Robots. To the unilluminated mind, that’s what we are under the control of a sovereign God—just mindless automatons executing divine orders for His pleasure. And while the Lord could control and direct His creations that way, He doesn’t—instead He works through our wills, our intellects, and our personalities to accomplish His sovereign ends.
Nowhere are God’s methods more obvious than in the writing of Scripture. God could have simply dictated His Word through one man, or maintained a consistent tone and vocabulary across several human authors. Instead, as we’ll see today, He worked through a diverse collection of authors and personalities to deliver His Word to His people, without sacrificing the continuity or character of Scripture.
What Inspiration Is
Last time we considered several common misconceptions about how the Lord inspired His Word.
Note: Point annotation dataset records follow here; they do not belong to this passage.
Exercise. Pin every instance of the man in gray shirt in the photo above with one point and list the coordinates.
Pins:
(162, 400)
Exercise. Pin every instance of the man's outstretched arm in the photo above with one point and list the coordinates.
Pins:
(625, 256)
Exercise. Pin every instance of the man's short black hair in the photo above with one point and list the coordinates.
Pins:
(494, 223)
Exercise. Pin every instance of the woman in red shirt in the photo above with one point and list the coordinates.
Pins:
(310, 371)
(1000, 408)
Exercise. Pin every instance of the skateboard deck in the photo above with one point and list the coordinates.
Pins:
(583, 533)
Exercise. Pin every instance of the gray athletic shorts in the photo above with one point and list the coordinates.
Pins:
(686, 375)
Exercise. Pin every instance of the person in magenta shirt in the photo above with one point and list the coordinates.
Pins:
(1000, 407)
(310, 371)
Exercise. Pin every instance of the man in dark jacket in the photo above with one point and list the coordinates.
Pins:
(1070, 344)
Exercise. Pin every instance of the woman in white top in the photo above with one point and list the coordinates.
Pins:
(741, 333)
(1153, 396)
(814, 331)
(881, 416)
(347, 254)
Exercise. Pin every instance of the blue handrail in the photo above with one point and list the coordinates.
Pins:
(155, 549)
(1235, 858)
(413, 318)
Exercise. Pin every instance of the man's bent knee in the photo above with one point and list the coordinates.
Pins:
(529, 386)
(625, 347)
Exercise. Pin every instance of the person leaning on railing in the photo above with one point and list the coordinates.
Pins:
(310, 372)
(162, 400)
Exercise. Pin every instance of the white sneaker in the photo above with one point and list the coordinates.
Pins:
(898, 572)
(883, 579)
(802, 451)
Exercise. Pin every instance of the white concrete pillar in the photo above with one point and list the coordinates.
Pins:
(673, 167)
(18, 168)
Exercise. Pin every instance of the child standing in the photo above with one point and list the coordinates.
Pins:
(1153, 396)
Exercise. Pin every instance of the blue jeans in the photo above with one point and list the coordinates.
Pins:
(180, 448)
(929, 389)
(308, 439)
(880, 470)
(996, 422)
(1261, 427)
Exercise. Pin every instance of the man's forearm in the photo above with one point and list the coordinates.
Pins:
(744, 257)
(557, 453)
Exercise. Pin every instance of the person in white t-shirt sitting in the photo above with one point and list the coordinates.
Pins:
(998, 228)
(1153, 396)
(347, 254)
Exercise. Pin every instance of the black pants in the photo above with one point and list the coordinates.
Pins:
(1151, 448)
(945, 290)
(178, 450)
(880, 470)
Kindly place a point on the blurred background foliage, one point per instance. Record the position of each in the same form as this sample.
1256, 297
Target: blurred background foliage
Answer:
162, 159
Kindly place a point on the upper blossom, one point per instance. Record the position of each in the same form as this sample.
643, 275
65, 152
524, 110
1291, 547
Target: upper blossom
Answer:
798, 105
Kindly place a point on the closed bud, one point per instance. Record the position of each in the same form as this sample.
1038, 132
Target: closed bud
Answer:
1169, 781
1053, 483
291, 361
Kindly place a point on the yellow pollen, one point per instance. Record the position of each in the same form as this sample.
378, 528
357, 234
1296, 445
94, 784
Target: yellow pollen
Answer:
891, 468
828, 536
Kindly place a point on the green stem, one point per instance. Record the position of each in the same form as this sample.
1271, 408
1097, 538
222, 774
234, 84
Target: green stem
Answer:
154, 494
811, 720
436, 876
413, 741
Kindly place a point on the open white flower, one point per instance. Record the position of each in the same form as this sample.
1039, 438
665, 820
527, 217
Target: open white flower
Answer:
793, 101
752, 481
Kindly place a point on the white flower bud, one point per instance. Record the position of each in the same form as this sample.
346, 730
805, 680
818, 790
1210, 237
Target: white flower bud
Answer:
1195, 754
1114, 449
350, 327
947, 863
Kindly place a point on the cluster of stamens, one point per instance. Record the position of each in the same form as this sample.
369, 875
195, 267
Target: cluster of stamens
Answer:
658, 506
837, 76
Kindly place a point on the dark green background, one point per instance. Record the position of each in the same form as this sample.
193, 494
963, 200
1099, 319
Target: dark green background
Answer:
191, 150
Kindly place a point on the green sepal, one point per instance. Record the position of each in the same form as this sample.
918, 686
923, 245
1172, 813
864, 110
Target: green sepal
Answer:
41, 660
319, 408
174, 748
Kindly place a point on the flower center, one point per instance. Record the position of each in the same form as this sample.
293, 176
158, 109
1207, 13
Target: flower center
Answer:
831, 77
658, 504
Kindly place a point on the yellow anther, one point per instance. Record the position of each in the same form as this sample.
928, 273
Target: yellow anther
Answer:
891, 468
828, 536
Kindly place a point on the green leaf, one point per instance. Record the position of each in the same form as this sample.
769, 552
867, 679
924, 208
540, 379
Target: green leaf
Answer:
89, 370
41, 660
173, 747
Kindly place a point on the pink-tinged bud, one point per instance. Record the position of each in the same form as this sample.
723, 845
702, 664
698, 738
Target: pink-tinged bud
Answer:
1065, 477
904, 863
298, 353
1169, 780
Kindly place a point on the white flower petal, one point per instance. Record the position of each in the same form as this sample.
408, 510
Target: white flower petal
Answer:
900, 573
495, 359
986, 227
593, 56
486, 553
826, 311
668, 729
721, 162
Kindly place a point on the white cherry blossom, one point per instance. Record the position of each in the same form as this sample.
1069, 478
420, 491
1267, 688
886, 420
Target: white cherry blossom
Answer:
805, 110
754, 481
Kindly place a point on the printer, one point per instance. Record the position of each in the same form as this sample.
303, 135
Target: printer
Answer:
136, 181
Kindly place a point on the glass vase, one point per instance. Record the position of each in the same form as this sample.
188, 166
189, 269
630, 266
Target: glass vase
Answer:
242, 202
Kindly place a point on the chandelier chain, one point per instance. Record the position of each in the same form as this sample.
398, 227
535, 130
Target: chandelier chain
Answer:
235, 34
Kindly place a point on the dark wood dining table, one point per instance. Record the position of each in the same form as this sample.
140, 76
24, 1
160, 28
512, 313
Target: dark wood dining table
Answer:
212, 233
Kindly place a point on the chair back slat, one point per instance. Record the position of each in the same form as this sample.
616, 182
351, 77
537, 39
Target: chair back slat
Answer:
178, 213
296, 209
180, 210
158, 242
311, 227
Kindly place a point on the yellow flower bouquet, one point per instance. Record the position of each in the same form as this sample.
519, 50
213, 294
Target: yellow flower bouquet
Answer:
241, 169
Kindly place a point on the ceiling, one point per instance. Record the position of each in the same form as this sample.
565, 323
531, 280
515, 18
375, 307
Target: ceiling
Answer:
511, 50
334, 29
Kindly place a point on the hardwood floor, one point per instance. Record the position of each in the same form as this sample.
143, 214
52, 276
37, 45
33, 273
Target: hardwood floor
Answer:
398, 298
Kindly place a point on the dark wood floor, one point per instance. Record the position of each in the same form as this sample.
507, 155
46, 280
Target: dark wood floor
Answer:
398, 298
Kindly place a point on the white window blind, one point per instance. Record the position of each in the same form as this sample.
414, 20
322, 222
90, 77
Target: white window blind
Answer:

Today we’re going to consider what the Bible says about its own inspired quality.
Two passages of Scripture—2 Timothy 3:16 and 2 Peter 1:20-21—tell us what inspiration really is. Many versions of 2 Timothy 3:16 say something like, “All Scripture is given by inspiration of God” (KJV, emphasis added). The English Standard Version is more accurate, however, when it translates the verse, “All Scripture is breathed out by God.” The Greek expression used here is pasa grafe theopneustos. Let us take a closer look at the meaning of these three crucial words.
Theopneustos is a combination of the Greek word theos (God) and pneu (breath). We get such English words as pneumatic and pneumonia from the Greek root pneu. Theopneustos then literally means “God-breathed.” The key to understanding the concept of “God-breathed” really comes out of the Old Testament. In Psalm 33:6 we read: “By the word of the Lord the heavens were made, and by the breath of His mouth all their host.” In other words, God breathed the universe into existence. In the same way, God breathed into existence His Word, the Bible. When Scripture speaks, God speaks. Romans 3:2 tells us that the Scriptures are the “oracles of God”—His very words.